Task 13 — Sharded Sqrt Tree¶
Split a large array into K contiguous shards, each with its own Sqrt Tree. Answer a range query [l, r] that spans shards by combining per-shard partial results with op.
- Reference:
senior.mdSection 10 (sharding design). - Constraints: each per-shard sub-query is O(1) locally; the coordinator combines O(K) partials with
op(correct becauseopis associative). - Test: shard
arr(n = 10^5) into K = 10 shards; verify cross-shardquery(l, r)matches a single unsharded Sqrt Tree for random ranges. - Evaluation: identical answers to the unsharded version.
Provide starter code in all 3 languages.
Task 14 — Index-returning range min/max¶
Modify the op so query(l, r) returns the index achieving the min (or max), not the value. Store (value, index) and define op((va,ia),(vb,ib)) = (va,ia) if va<=vb else (vb,ib).
- Constraints: ties broken by smallest index.
- Test:
arr = [3,1,4,1,5,9,2,6], range-min-indexquery(0,7)→ 1 (first index of value 1);query(2,7)→ 3. - Evaluation: matches brute-force argmin over all ranges.
Provide starter code in all 3 languages.
Task 15 — Crossover study: Sqrt Tree vs sparse table vs segment tree¶
For an idempotent op (range gcd), implement all three structures and find, empirically, the (n, query-count) region where each is fastest end-to-end (build + queries).
- Constraints: identical workloads; report build time, per-query time, and total memory for each at
n = 10^4, 10^5, 10^6, 10^7. - Expected findings: sparse table simplest and fast but heaviest memory (O(n log n)); Sqrt Tree lighter memory (O(n log log n)) with O(1) queries; segment tree cheapest build and memory but O(log n) queries.
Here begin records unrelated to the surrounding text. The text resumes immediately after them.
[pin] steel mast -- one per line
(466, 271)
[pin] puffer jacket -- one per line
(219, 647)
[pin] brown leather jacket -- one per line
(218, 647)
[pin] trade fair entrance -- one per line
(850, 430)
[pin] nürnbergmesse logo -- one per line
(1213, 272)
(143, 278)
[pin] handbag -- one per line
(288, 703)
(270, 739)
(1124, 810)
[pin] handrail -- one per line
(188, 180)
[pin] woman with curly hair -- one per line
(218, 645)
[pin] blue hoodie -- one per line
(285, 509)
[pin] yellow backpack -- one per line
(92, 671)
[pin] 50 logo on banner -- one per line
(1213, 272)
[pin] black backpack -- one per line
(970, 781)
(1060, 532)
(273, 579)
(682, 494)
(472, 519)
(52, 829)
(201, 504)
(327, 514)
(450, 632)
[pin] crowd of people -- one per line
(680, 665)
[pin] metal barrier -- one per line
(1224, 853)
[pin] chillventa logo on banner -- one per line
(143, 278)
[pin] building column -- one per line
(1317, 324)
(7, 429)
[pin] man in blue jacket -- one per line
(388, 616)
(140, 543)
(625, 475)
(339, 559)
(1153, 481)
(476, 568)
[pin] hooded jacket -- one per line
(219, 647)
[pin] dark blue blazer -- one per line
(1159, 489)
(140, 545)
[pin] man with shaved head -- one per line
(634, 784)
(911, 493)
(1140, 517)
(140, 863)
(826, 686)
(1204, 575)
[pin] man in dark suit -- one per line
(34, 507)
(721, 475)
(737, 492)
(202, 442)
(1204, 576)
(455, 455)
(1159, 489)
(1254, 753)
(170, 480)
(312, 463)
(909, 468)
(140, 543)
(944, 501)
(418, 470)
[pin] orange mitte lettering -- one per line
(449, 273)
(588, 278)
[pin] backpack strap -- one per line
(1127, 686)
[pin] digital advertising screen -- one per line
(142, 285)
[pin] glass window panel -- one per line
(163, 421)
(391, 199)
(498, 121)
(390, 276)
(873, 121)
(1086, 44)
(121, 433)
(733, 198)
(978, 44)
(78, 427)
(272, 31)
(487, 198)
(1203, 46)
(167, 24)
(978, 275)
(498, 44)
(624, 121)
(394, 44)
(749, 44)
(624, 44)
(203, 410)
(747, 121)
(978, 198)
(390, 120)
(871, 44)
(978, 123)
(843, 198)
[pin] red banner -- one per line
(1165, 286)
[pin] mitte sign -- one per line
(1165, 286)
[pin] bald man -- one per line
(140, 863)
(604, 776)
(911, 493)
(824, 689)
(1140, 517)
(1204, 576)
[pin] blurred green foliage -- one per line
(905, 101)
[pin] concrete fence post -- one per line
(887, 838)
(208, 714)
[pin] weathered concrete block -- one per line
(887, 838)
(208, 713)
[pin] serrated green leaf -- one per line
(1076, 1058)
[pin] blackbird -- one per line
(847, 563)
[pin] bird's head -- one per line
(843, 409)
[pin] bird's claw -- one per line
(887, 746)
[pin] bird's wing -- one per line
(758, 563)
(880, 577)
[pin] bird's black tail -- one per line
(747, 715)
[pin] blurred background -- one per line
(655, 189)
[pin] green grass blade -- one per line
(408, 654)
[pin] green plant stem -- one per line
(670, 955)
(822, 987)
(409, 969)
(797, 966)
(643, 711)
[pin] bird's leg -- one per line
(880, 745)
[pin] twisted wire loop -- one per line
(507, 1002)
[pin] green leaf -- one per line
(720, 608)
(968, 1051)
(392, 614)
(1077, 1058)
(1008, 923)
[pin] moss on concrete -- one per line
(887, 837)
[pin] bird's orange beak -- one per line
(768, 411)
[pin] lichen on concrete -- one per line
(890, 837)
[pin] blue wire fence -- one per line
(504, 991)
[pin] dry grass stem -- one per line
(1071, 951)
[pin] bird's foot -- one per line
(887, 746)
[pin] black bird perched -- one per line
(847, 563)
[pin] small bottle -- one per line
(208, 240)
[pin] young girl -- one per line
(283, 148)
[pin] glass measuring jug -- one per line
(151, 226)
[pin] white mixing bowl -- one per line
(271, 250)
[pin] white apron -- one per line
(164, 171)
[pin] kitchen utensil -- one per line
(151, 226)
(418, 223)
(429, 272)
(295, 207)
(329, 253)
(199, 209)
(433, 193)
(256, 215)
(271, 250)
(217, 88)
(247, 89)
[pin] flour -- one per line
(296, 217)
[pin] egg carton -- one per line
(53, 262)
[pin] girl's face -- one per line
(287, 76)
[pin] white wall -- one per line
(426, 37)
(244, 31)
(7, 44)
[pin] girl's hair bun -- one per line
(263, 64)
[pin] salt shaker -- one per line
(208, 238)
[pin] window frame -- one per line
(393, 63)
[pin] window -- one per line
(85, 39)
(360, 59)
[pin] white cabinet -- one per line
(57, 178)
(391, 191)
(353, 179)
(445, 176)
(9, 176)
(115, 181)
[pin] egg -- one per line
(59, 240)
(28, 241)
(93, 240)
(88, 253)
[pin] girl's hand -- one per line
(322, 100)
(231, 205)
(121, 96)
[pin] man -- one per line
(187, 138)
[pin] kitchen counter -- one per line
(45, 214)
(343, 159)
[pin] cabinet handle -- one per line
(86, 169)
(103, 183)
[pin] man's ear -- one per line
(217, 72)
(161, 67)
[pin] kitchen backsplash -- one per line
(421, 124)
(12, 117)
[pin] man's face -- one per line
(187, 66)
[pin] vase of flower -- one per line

The right choice depends on memory budget and query count.
- Deliverable: a comparison table + a short recommendation paragraph per regime.
Provide starter code in all 3 languages.
Benchmark Task¶
Compare Sqrt Tree query performance across all 3 languages on a fixed workload (op = sum, n = 10^6, 2·10^6 random queries).
Go¶
package main
import (
"fmt"
"time"
)
func main() {
n := 1_000_000
data := make([]int, n)
for i := range data {
data[i] = i % 1000
}
// st := New(data, func(a, b int) int { return a + b })
start := time.Now()
// run 2_000_000 random queries against st.Query
elapsed := time.Since(start)
fmt.Printf("Go: %.3f ms total\n", float64(elapsed.Milliseconds()))
}
Java¶
public class Benchmark {
public static void main(String[] args) {
int n = 1_000_000;
int[] data = new int[n];
for (int i = 0; i < n; i++) data[i] = i % 1000;
// SqrtTree st = new SqrtTree(data, Integer::sum);
long start = System.nanoTime();
// run 2_000_000 random queries against st.query
long elapsed = System.nanoTime() - start;
System.out.printf("Java: %.3f ms total%n", elapsed / 1_000_000.0);
}
}
Python¶
import time, random
def main():
n = 1_000_000
data = [i % 1000 for i in range(n)]
# st = SqrtTree(data, lambda a, b: a + b)
queries = [(random.randint(0, n - 1), 0) for _ in range(2_000_000)]
queries = [(min(l, n - 1), random.randint(min(l, n - 1), n - 1)) for l, _ in queries]
start = time.perf_counter()
# for l, r in queries: st.query(l, r)
print(f"Python: {(time.perf_counter() - start) * 1000:.3f} ms total")
if __name__ == "__main__":
main()
Self-check¶
After completing the tasks you should be able to:
- Implement a Sqrt Tree for range sum from a blank file, validated vs brute force.
- Swap the op (min, product, gcd, xor, matrix) with zero structural change.
- Explain why a sparse table fails for sum/product/xor and Sqrt Tree does not.
- Implement an O(√n) point update that rebuilds only the affected block per layer.
- State why the depth is log log n and the build is O(n log log n).
- Avoid the O(n²) between-table memory bug.
- Replace descent with an
onLayerlookup for worst-case O(1) queries. - Decide, with numbers, when Sqrt Tree beats a segment tree or a sparse table.
If any item is fuzzy, re-read the matching section of junior.md / middle.md / senior.md / professional.md and try the task again.
Bonus — bring your own problem¶
Find a competitive-programming problem where a static, non-idempotent associative range query is the bottleneck and solve it with a Sqrt Tree:
- Range product / range xor over a fixed array with many queries.
- Range gcd on a very large array where a sparse table would exceed the memory limit.
- Range matrix product for batched linear-recurrence evaluation.
Solving 2–3 end-to-end locks in the pattern far better than reading alone.